New Proposed Mechanism of Actin-Polymerization-Driven Motility
Kun-Chun Lee, Andrea J. Liu

TL;DR
This paper introduces a novel numerical simulation of actin-driven motility, revealing how elastic filaments can generate forces to propel objects, with results aligning with experimental data and offering new insights into cellular movement mechanisms.
Contribution
It presents the first simulation of actin-driven propulsion using a Brownian dynamics model, demonstrating force generation and speed variation consistent with experiments.
Findings
Force exerted by elastic filaments can propel objects.
Speed varies non-monotonically with protein concentrations.
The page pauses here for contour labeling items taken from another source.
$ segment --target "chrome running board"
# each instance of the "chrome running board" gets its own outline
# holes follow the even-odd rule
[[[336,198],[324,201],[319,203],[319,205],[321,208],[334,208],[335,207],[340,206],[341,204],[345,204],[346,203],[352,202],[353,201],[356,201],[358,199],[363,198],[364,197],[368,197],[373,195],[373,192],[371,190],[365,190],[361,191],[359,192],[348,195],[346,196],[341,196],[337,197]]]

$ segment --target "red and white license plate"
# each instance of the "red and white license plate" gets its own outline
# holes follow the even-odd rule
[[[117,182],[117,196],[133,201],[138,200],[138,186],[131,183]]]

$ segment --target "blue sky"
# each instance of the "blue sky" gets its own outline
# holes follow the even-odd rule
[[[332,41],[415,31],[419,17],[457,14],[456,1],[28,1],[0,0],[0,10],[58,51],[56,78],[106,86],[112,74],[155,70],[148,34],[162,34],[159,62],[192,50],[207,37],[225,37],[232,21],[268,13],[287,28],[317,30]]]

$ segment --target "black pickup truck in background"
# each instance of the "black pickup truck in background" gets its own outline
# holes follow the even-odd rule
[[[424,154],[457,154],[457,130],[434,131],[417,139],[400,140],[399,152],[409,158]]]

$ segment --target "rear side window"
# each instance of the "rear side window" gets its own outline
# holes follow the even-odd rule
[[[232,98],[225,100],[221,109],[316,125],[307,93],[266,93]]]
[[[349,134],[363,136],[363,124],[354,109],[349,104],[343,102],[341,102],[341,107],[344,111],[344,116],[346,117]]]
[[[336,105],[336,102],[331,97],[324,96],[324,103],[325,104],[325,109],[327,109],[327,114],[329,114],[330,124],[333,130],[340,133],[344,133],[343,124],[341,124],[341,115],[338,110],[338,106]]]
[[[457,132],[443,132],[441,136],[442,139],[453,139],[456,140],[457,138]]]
Simulation results match experimental observations.
Abstract
We present the first numerical simulation of actin-driven propulsion by elastic filaments. Specifically, we use a Brownian dynamics formulation of the dendritic nucleation model of actin-driven propulsion. We show that the model leads to a self-assembled network that exerts forces on a disk and pushes it with an average speed. This simulation approach is the first to observe a speed that varies non-monotonically with the concentration of branching proteins (Arp2/3), capping protein and depolymerization rate (ADF), in accord with experimental observations. Our results suggest a new interpretation of the origin of motility that can be tested readily by experiment.